Given the regulatory role of SMAD proteins during cardiac differentiation by upregulating cardiogenic transcriptional factors such as MEF-2C, GATA4, and Nkx2.5 [20], we assessed the effects of cP1P-mediated stimulation of SMAD signaling at different time points during cardiogenesis. The treatment with Wnt inhibitor at days 3 and 4 decreased the expression of p-SMAD1/5/8 at days 4 and 5 in the control (Supplementary Figure S4B), whereas this inhibitory effect was quickly rescued in cP1P-treated CMs, where the expression of p-SMAD1/5/8 increased as early as day 5 and was retained up to day 8 during cardiogenesis (Figure 2E, lane 3 vs. lane 7; Supplementary Figure S4C). Our results were also supported by analyzing the protein expression of cardiomyocyte markers at the indicated time points in the CMs treated with cP1P and in the control CMs. Compared with the controls, the cP1P-treated CMs showed relatively high expression of the cardiomyocyte progenitor marker NKX2.5 at day 5 (Figure 2E, lane 3 vs. lane 7) along with cardiomyocyte markers TNNT2 and MLC2V at day 7 (Figure 2E, lane 4 vs. lane 8). Our results suggest that the bioactive lipid cP1P might augment cardiac differentiation by enhancing SMAD signaling.
3.4. cP1P Promotes Cardiac Differentiation in hESCs by Partially Regulating S1PR-Mediated SMAD1/5/8 Signaling
SMAD signaling has been reported to be activated upon treatment with S1P through the S1PR-induced RhoA/ROCK/SMAD signaling in osteoblasts [21]. The treatment with Wnt inhibitor during days 3–5 (Figure 1A) suppressed the expressions of upstream regulators of SMAD signaling such as RHOA and ROCK1 in the control CMs (Figure 3A, lanes 2 and 3), while the Wnt inhibitor-mediated suppression of RHOA and ROCK1 expression was not significant in the cP1P-treated CMs (Figure 3A, lanes 6 and 7).
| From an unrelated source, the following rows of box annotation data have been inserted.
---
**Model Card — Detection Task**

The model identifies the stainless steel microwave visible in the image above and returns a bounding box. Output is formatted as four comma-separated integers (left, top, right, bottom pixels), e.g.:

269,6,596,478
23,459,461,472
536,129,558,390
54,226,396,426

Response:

To further evaluate whether cP1P promotes SMAD1/5/8 phosphorylation via RhoA/ROCK/SMAD signaling cascade, hESCs were induced to differentiate into CMs along with a small molecule inhibitor, VPC23019 (VPC), targeting S1P receptor 1/3 (S1PR1/3). We administered VPC during the cardiac mesodermal induction stages between days 3 and 5 of differentiation along with Wnt inhibitor IWR1 (Figure 3B). In the presence of VPC, we observed a decrease in the expressions of RHOA and ROCK1 (Figure 3C, lane 2) along with the reduction in p-SMAD1/5/8 (Figure 3C, lane 2), indicating that the ability of S1PR-mediated SMAD1/5/8 signaling activation was abolished by VPC. Similarly, the combined treatment with VPC and cP1P also showed reduction in the expressions of RHOA and ROCK1 (Figure 3C, lane 4). However, to our surprise, SMAD1/5/8 signaling was partially rescued by the treatment with cP1P in the presence of VPC (Figure 3C, lane 4), suggesting that cP1P-treated CMs might demonstrate some resistance to the inhibitory effect of VPC.
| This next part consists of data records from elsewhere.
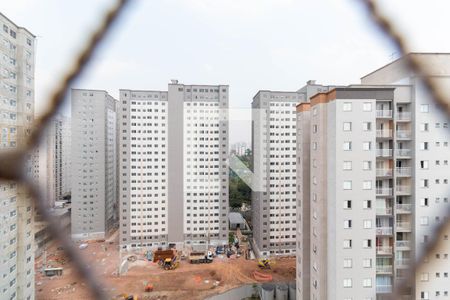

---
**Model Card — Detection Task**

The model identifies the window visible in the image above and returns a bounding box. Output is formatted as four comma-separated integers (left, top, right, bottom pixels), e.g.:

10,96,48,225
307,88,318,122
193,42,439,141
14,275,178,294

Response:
363,142,372,151
420,123,428,131
363,278,372,287
342,161,352,170
342,142,352,151
420,104,430,113
363,258,372,268
344,278,352,288
344,258,352,268
420,179,428,188
363,102,372,111
420,217,428,225
363,239,372,248
342,122,352,131
363,180,372,190
420,160,428,169
344,240,352,249
420,198,428,206
344,220,352,229
420,142,428,150
342,102,352,111
344,200,352,209
363,160,372,170
363,122,372,131
342,180,352,190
To support our data, the inhibitory effect of VPC, which downregulated the expression of cardiomyocyte progenitor marker NKX2.5 at day 5 in the control CMs, was partially rescued by the treatment with cP1P (Figure 3D, lane 4 vs. lane 2). Additionally, we observed a similar rescue effect of cP1P on the morphological behavior of beating CM clusters (Supplementary Videos S5 vs. S6) and the expression of cardiomyocyte markers TNNT2 and MLC2V at day 8 in cP1P-treated CMs (Figure 3E, lane 4 vs. lane 2). Overall, our results suggest that cP1P provides partial stimulation of S1PR-mediated SMAD signaling during cardiac differentiation.
The effect of VPC in blocking the activation of S1PR-mediated SMAD1/5/8 signaling was significant during the early cardiac mesodermal induction stages of differentiation. Treatment with VPC between days 3 and 5 of cardiac differentiation along with IWR1 (Figure 3B) resulted in phenotypically immature CMs (Supplementary Videos S5 and S6) with significant lower expression levels of cardiogenic transcriptional factors (Figure 3D,E). Additionally, after IWR1 treatment, VPC was administered during the CM specification stage between days 5 and 8 of differentiation (Figure 3F). VPC treatment between days 5 to 8 did not show extensive inhibitory effect on the expression of cardiogenic transcriptional factors (Figure 3G,H) when compared to VPC treatment at days 3 to 5 (Figure 3C–E), suggesting that VPC-mediated inhibition is not effective during the CM specification stages (after differentiation day 5) of cardiac differentiation.
3.5. cP1P Augments Cardiac Differentiation in hESCs Dependent on BMP Receptor-Mediated SMAD1/5/8 Signaling
Given that cP1P promoted SMAD1/5/8 phosphorylation even after the S1P receptor had been blocked by VPC, we further assessed alternative receptors that are linked to the induction of SMAD1/5/8 signaling during cardiac differentiation. Bone morphogenetic protein receptor (BMPR)-mediated signaling has also been reported to activate the p-SMAD1/5/8 pathway during cardiogenesis [20]. ALK3/BMP receptor 1A-mediated signaling has been reported to be important during the development of the heart [22,23].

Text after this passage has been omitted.